Littérature noire
8 Août 2012
1969, le shérif Call, archétype de l'ordure raciste du sud des Etats-Unis, mais bien aimé de ses concitoyens, est retrouvé éventré sur un chemin de Floride, ouvert du haut du ventre jusqu'à l'aine. Dans ces marais du comté de Moat, une famille semble toute désignée, les Van Wetter, limite consanguins et surtout très sanguins, coupables de moults délits avec violence. Un cousin, Hillary, est retrouvé avec une chemise pleine de sang. Hop, en cabane ! Procès expéditif comme en ont le secret les Etats-Unis puis couloir de la mort. Là, une femme s'amourache du gueux et décide de prouver son innocence avec l'aide de deux journalistes de Miami... Avec Paperboy, Pete Dexter peint la Floride mais surtout pointe du doigtle journalisme, ses prétentions, ses hommes imbus. Remarquable.

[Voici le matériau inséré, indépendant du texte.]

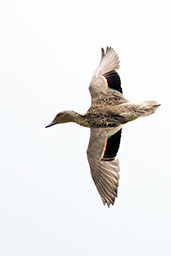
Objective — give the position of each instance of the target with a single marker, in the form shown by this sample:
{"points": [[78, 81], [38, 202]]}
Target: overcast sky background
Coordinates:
{"points": [[48, 202]]}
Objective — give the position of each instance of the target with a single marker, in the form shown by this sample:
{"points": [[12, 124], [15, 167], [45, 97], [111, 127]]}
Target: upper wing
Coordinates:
{"points": [[105, 76], [101, 152]]}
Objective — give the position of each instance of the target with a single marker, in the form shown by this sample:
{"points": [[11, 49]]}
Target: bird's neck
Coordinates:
{"points": [[79, 119]]}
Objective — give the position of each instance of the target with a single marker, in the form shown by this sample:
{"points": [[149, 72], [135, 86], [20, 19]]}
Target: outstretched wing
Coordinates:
{"points": [[105, 76], [101, 152]]}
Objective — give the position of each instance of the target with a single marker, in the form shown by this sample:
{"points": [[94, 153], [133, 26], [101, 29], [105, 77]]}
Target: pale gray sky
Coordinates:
{"points": [[48, 202]]}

L'idée de Paperboy est de raconter l'histoire à travers les yeux de Jack, le chauffeur du duo de " gratte-papiers", regard donc décalé, extérieur. D'un garçon d'une vingtaine d'années, frère de l'un des journalistes qui va enquêter, Ward, et fils du propriétaire du journal de Lately, la bourgade où s'est joué le meurtre. Bref, Jack est pris entre un père notable, plutôt progressiste mais pas trop - faudrait pas perdre ses annonceurs - et un frère, totalement dévoué à l'investigation, sérieux mais, lui aussi, un brin désaxé sexuellement.
Le jeune Jack va traverser cette enquête avec son regard neutre, avec ses désirs de 20 ans, une certaine lucidité aussi. Il rappelle parfois le futur Spooner de Pete Dexter. L'auteur déchiquète la misère crasse de la campagne de Floride, son avocat pourri, lui aussi notable, ses flics incompétents. Mais Dexter se garde bien de montrer les deux journalistes comme des parangons de vertu, des hommes de la ville amenant le progrès : Ward paraît totalement maniaque dans sa recherche des faits, son obstination devient parfois dangereuse, témoignant de signes autistiques. Quant à son alter ego, c'est une caricature : fainéant, faisant du style mais n'étant jamais sur le terrain et qui, finalement, veut faire un livre avec un éditeur de New-York ! " Yardley était méprisé par tous les journalistes de la salle, hormis une poignée de jeunes reporters - dont certains anciens étudiants en journalisme." C'est tellement vrai !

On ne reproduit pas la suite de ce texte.